Registration Dossier

Ecotoxicological information

Toxicity to soil microorganisms

Currently viewing:

Administrative data

Link to relevant study record(s)

Description of key information

No data available. Considering all relevant information available, toxicity to soil microorganisms is not expected.

Key value for chemical safety assessment

Additional information

Experimental data on the toxicity of Fatty acids, soya, 2-ethylhexyl esters (CAS 93572-14-6) to terrestrial microorganisms are not available. Based on the available data a toxicity of the substance to microorganisms is not expected. The substance is considered to be readily biodegradable and not toxic to aquatic microorganisms. Furthermore a rapid and extensive removal of the substance in sewage treatment plants can be expected. Furthermore the Guidance on information requirements and chemical safety assessment, Chapter R7.b (ECHA, 2012) states that once insoluble chemicals enter a standard STP, they will be extensively removed in the primary settling tank and fat trap and thus, only limited amounts will get in contact with activated sludge organisms. Due to the high log Koc a significant degree of removal of these substances from the water column due to adsorption can be expected (Guidance on information requirements and chemical safety assessment, Chapter R.7a (ECHA, 2012)). Consequently a significant release to the environment of the substance via STP effluents is not expected and thus an exposure of terrestrial organisms is unlikely. However, when terrestrial organisms are exposed to the substance toxic effects are not expected as demonstrated by the available study on the acute toxicity to terrestrial macrororganisms. Based on the acute test conducted with structurally analogue substance isopropyl myristate (CAS No. 110-27-0) on Eisenia fetida toxic effects on soil organisms are not expected. The substance caused no mortality and thus an EC50 > 20000 mg/kg was reported for the read across substances.
In accordance with Regulation (EC) No. 1907/2006, Annex X, Column 2, 9.4 further studies on the effects on terrestrial organisms do not have to be conducted since the chemical safety assessment indicates that toxicity to soil microorganisms is not expected to be of concern.

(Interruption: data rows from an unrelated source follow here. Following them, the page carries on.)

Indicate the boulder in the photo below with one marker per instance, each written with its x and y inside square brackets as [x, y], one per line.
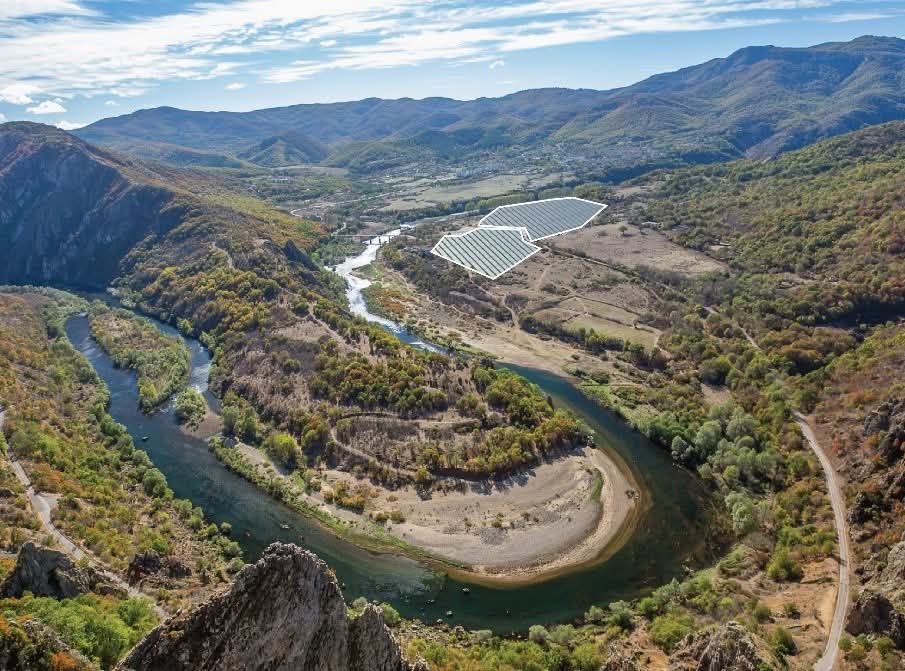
[618, 660]
[46, 572]
[286, 611]
[873, 614]
[727, 648]
[143, 564]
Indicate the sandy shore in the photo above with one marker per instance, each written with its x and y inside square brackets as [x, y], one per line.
[526, 527]
[522, 529]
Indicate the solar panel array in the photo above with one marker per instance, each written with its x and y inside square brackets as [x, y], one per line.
[503, 238]
[487, 251]
[545, 218]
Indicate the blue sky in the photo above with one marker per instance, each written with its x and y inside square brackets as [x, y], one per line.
[70, 62]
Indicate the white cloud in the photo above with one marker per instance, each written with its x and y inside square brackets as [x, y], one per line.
[857, 16]
[74, 50]
[69, 125]
[18, 94]
[11, 9]
[47, 107]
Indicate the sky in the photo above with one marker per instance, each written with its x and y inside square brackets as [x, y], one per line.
[71, 62]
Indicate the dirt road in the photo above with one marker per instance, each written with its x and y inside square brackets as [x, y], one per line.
[43, 507]
[828, 660]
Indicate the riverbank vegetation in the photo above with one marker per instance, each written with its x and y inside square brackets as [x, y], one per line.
[110, 499]
[738, 351]
[103, 629]
[162, 363]
[190, 407]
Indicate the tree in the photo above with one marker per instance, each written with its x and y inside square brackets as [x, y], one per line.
[538, 634]
[283, 448]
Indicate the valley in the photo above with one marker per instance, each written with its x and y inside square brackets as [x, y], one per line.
[671, 438]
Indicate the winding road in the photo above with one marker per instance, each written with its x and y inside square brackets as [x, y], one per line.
[43, 508]
[828, 660]
[830, 656]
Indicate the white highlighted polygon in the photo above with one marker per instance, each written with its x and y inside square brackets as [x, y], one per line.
[503, 239]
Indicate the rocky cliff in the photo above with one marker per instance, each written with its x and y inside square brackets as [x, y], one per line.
[727, 648]
[69, 211]
[46, 572]
[284, 612]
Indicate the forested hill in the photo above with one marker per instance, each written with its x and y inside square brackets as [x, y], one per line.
[72, 212]
[757, 102]
[824, 224]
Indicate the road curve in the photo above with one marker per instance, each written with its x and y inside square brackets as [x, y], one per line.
[830, 657]
[43, 508]
[828, 660]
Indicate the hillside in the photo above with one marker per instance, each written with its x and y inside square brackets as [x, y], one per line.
[757, 102]
[286, 149]
[826, 222]
[71, 211]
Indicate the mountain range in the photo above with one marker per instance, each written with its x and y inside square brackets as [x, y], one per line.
[756, 103]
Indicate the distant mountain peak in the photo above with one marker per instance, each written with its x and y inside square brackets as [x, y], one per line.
[758, 101]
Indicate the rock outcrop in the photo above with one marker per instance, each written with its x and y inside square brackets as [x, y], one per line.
[69, 211]
[618, 660]
[46, 572]
[727, 648]
[873, 614]
[284, 612]
[147, 564]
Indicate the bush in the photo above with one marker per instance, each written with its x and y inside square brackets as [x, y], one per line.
[761, 613]
[666, 631]
[595, 615]
[190, 407]
[782, 643]
[538, 634]
[586, 658]
[283, 449]
[782, 568]
[390, 615]
[562, 634]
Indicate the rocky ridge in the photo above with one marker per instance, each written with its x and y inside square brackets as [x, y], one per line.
[286, 611]
[727, 648]
[46, 572]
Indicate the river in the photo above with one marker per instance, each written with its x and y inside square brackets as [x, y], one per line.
[670, 532]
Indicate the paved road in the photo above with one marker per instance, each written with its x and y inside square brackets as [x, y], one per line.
[43, 508]
[830, 657]
[828, 661]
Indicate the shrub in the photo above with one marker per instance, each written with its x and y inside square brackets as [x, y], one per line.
[390, 615]
[782, 643]
[585, 657]
[562, 634]
[538, 634]
[666, 631]
[190, 407]
[782, 568]
[761, 613]
[595, 614]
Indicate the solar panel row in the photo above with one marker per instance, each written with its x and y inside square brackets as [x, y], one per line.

This is supported by further evidence from literature data. This data showed that soil microorganism communities are well capable of degrading fatty acid esters (Hita et al., 1996 and Cecutti et al., 2002) and use them as energy source (Banchio & Gramajo, 1997). Hita et al. (1996) investigated the degradation of the model molecule tristearin which is a triglyceride containing of glycerin tri-esterified with stearic acid in three different soils for 4 weeks. The amount of stearic acid increased in considerable amounts during the experiment showing the hydrolytic activity of lipases breaking the ester bonds. The investigation of ester fractions moreover showed the generation of new alkanoic acids (methyl stearate, ethyl stearate and propyl stearate) which were not determined in the controls. Nevertheless the amounts were no longer present after 4 weeks, which leads to the assumption that degradation by soil microorganisms had occurred. Comparable results were demonstrated by Cecutti et al. (2002). The authors incubated a soil sample with methyl oleate (plant oil) for 120 d. Methyl oleate and its metabolites were completely degraded after 60 d. Streptomyces coelicolor, a common gram-positive soil bacterium uses fatty acids (C4-C18) as sole carbon end energy source indicating that fatty acids are not-toxic and can be used for catabolism (Banchio and Gramajo, 1997). The available literature data shows that soil microorganisms are capable to break-up ester bonds and degrade fatty acids in significant amounts. Moreover, the data indicated the non-toxic properties of fatty acids since they can be used as energy source without adverse toxic effects occuring.

Therefore, as a part of a weight of Evidence (WoE) approach which is in accordance to the REACh Regulation (EC) No 1907/2006, Annex XI General rules for adaptation of the standard testing regime set out in Annexes VII to X, 1.2, to cover the data requirements of Regulation (EC) No. 1907/2007, one can conclude from all available literature and data that due to a) the observed absence of toxicological effects on aquatic organisms, b) the lack of chronic exposure and c) the, acknowledged metabolisation of fatty acid esters, terrestrial toxicity, and in particular toxicity to soil microorganisms, is not of concern.